U.S. Women’s Gymnastics Team
These lovely ladies took home the gold and captivated the nation with their physics-defying stunts, reminding us that no matter how hard we try, we will never, ever be that good at anything.
Though Beyoncé pushed forward discussion and education on issues of police brutality, race, and gender this year, she should really be awarded for giving us a new soundtrack to murder our cheating exes to. Lemonade is only the second greatest lemonade-themed musical piece ever released (the first being “Lemonade. *clap clap clap* Crunchy ice. *clap clap clap* Sip it once. *clap clap clap* Sip it twice. *clap clap clap*).
2016 was a great year for memes. From Dat Boi to Daniel’s white Vans to Harambe, they may have all been done to death, but they brought us temporary distraction in an otherwise painful year.
Ever since March, Garland has been stuck in the Limbo dimension to which all Supreme Court nominees go until their hearings are held. Left floating in the void, fumbling for meaning, purpose, entertainment, and joy, Garland deserves a little gift to reward his patience.
Who cares if he’s dead? The man knew his time was short but still gave us the parting gift of Blackstar. Santa can find whatever star he’s living in now and give him the gift he deserves.
Comet Cab Drivers
They were there when you needed them. They saved you from the embarrassment of being late. They protected your legs from the strain of walking those extra yards to class. These noble Golf Cart Gods gave precious minutes back to your life that would have been wasted walking.
That Cute Boy/Girl That Handed You Your Pencil When You Dropped It
Such small acts of kindness should be rewarded generously. Especially theirs. Their eyes were so dreamy… Maybe Santa can include a special note from you with his gifts.
Baby Dory from Finding Dory
So cute. Like, ridiculously cute. God. All the presents.
UTD Chapter of Chi Phi
Chi Phi’s reputation on campus has Gone to Hell™ with a three-year hazing suspension. This should be just enough time for the chapter to (wall) sit in time out and really think about what they’ve done.
Batman v.

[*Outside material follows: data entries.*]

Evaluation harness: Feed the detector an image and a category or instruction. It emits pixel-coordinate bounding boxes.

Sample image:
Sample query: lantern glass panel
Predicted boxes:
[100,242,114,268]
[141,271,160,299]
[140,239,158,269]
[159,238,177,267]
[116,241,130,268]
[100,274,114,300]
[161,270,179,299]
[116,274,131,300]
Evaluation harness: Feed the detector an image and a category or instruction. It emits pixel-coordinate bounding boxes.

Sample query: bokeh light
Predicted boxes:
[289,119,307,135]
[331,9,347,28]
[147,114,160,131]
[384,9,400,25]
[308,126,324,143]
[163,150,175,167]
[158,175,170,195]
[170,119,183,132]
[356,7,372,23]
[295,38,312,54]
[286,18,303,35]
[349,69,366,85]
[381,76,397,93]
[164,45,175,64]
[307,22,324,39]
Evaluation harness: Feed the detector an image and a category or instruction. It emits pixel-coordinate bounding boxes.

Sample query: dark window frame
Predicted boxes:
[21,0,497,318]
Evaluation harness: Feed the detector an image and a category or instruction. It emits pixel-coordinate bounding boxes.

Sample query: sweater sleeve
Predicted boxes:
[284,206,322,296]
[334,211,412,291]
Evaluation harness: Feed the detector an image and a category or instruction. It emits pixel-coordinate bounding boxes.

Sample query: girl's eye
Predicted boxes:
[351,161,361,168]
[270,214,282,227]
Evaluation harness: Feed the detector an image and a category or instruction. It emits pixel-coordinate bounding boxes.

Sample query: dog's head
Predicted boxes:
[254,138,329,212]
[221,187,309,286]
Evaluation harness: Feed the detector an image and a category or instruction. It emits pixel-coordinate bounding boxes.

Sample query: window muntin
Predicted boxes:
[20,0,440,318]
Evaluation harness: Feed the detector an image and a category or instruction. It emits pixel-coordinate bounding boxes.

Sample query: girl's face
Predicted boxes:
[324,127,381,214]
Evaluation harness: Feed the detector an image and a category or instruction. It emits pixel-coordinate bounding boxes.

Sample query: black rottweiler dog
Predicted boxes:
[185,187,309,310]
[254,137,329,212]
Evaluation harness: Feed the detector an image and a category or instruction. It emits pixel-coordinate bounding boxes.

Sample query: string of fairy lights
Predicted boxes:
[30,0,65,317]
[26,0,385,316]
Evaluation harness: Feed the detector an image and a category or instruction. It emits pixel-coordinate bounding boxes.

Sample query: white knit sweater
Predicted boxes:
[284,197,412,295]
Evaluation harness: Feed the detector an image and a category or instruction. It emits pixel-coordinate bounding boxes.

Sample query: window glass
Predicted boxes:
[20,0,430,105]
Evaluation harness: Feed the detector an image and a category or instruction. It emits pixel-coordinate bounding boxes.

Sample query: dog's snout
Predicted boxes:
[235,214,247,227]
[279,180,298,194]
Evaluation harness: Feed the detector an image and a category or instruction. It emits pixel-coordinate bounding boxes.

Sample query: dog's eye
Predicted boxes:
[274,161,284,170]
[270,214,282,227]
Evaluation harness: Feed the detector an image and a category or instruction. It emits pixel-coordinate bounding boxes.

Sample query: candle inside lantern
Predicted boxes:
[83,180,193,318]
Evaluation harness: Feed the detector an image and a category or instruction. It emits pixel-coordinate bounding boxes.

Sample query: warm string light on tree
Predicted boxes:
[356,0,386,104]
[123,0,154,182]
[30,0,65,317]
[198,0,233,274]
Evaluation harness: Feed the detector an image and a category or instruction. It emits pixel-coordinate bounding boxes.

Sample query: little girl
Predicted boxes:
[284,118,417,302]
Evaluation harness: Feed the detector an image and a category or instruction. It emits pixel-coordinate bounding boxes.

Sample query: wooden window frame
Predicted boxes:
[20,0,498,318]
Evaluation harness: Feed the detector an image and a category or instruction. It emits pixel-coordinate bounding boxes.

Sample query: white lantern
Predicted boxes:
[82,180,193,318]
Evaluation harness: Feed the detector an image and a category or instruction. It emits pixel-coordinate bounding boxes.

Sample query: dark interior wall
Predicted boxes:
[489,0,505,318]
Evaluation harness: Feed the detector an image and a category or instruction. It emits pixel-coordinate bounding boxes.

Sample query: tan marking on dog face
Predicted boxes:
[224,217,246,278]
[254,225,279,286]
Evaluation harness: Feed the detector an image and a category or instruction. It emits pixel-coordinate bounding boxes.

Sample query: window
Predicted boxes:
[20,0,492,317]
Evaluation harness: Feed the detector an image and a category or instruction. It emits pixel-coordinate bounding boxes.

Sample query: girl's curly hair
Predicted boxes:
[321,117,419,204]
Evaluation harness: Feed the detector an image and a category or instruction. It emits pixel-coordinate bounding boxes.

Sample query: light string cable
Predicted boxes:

Superman: Dawn of Justice just wasn’t good, guys. Trust me, I know. I didn’t actually see it, but I read a lot of reviews. Also, the name is long and stupid.
Lochte’s lies in Rio caused international embarrassment for the entire nation. Thankfully, we’ve all learned our lesson, and Americans have pledged to never do stupid things while drunk in foreign countries ever again.
Life of Pablo’s artistic and commercial success was one of the highlights of the thriving 2016 music scene. Though I had great fun listening to the album and attending his Dallas show, he cancelled the show that was going to be my little brother’s birthday present. His health concerns aside, I’m still bitter.
That Asshole That Took Your Seat in Class
That was your seat. That was your seat. You’ve sat in that seat every day since syllabus week. Your entire mojo was thrown off. How could you be expected to learn when your entire place in the world, the one place you felt secure, has been taken over by someone that hardly ever shows up to class? Thank goodness for Santa and his sweet holiday justice.
We assume Santa already has this one marked down, but recently some of the media and the public have forgotten that Nazis are bad, so we just wanted to make sure that Santa doesn’t make the same mistake.
The Chicago Cubs
By finally winning the World Series, the Cubs have fulfilled the first requirement for the Apocalypse as outlined in the Book of Revelations. Such an exciting victory for the city of Chicago will be worth little once the sky rains flaming skulls and the oceans rise a tiny bit faster than they otherwise will from global warming alone.
Comet Cab Drivers
They were never there when you needed them. Your memory is tainted with the vision of their cart in the distance as you walked in late for class. They left your legs sore from the excruciating extra walking distance. These dastardly Demonic Drivers stole time from your life that you will never get back.
The People Above You on the Class Waitlist
C’mon. They must’ve done something bad; nobody’s perfect. Of course, they shouldn’t be denied their Christmas presents. Maybe a better punishment for Santa to deliver would be to take them off the waitlist. Moving you up on the list has nothing to do with it.
~46.7% of American Voters
Donald Trump has promised to revive the coal industry as part of his presidency. This bodes quite well for the stockings of his voters.